Apple is facing an antitrust probe in the US over its efforts to line up deals with record labels, as it prepared to launch a new version of the Beats Music streaming service, posing stiff competition to services like Spotify.
Bloomberg, citing people familiar with the matter, reported that the US Federal Trade Commission (FTC) is probing if Apple is using its position as the largest seller of music downloads through its iTunes store to put other music streaming services at a disadvantage.
The enquiry comes as Apple is trying to reach deals with more than a dozen artists including Florence and the Machine for limited exclusive rights to music as part of its plan to revamp Beats Music. It is expected to complicate the revamp efforts, sources told Bloomberg.

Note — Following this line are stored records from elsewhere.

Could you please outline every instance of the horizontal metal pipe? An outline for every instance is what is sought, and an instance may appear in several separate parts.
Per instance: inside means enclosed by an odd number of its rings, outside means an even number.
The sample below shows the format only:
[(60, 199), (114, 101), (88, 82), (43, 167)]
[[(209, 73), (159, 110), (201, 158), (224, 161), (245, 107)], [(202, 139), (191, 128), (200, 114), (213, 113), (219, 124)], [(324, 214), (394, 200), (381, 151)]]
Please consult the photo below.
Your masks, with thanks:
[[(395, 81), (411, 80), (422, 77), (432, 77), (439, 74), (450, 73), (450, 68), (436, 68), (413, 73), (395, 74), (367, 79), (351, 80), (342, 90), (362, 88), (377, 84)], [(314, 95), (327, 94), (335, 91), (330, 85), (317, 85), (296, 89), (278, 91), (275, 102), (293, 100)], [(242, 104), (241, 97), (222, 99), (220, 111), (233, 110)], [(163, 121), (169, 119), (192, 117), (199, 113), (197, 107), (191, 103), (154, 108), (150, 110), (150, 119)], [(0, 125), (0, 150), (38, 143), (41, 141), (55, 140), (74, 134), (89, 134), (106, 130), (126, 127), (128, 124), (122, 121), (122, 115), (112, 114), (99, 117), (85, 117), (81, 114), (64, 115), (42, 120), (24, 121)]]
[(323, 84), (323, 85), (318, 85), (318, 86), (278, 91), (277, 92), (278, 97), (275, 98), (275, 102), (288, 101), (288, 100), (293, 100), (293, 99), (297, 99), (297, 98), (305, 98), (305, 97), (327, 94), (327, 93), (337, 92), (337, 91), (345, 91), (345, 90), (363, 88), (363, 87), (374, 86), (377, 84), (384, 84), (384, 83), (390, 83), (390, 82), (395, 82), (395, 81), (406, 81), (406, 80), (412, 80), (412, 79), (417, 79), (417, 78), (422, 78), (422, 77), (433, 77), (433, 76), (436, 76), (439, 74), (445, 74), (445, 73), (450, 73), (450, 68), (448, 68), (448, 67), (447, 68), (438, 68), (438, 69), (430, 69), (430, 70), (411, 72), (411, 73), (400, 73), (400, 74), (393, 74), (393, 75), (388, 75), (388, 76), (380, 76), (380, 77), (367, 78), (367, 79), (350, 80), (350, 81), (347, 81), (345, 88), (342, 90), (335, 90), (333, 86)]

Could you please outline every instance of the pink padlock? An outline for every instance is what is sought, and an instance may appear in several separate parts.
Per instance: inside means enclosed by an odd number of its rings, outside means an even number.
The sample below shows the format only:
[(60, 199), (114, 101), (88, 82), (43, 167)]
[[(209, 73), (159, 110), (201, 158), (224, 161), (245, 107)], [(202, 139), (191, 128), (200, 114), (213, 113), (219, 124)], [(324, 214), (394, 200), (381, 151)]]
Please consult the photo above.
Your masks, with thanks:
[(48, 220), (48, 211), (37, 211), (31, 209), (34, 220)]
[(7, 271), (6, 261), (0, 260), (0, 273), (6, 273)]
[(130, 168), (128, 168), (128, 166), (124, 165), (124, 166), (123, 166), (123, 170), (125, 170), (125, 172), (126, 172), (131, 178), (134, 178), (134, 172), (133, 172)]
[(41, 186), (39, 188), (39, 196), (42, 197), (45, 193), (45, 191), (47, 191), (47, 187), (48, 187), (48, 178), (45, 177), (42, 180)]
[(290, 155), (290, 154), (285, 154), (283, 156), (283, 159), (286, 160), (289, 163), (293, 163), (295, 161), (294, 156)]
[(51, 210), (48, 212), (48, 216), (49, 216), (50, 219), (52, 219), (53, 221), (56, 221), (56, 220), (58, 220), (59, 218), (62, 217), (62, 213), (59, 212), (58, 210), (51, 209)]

FTC officials have discussed Apple's practices with more than one record label, music-industry executives with knowledge of the matter told Bloomberg.
The FTC investigation is still in its early stages. The investigators are probing whether Apple's efforts will change the way music labels work with other streaming services, for example curtailing ad-supported music and pushing more songs into paid tiers of service at higher rates, one of the sources told the news agency.
Apple is set to re-launch Beats Music in the coming months, possibly with a new name. There will be a $9.99 (£6.80, €9.40)-a-month subscription for individuals and a family plan for $14.99, according to media reports.
In May 2014, Apple bought audio equipment and music streaming company Beats for about $3bn, in order to cash in on the fast-growing music streaming industry.
Streaming revenue surpassed CD sales in the US in 2015, and music streaming is likely to surpass downloads in 2016, according to MusicWatch.
Last year, revenue from streaming subscriptions, Web radio and music-platform ads grew 29% to $1.88bn, according to the Recording Industry Association of America. Subscription streaming brought in $799m.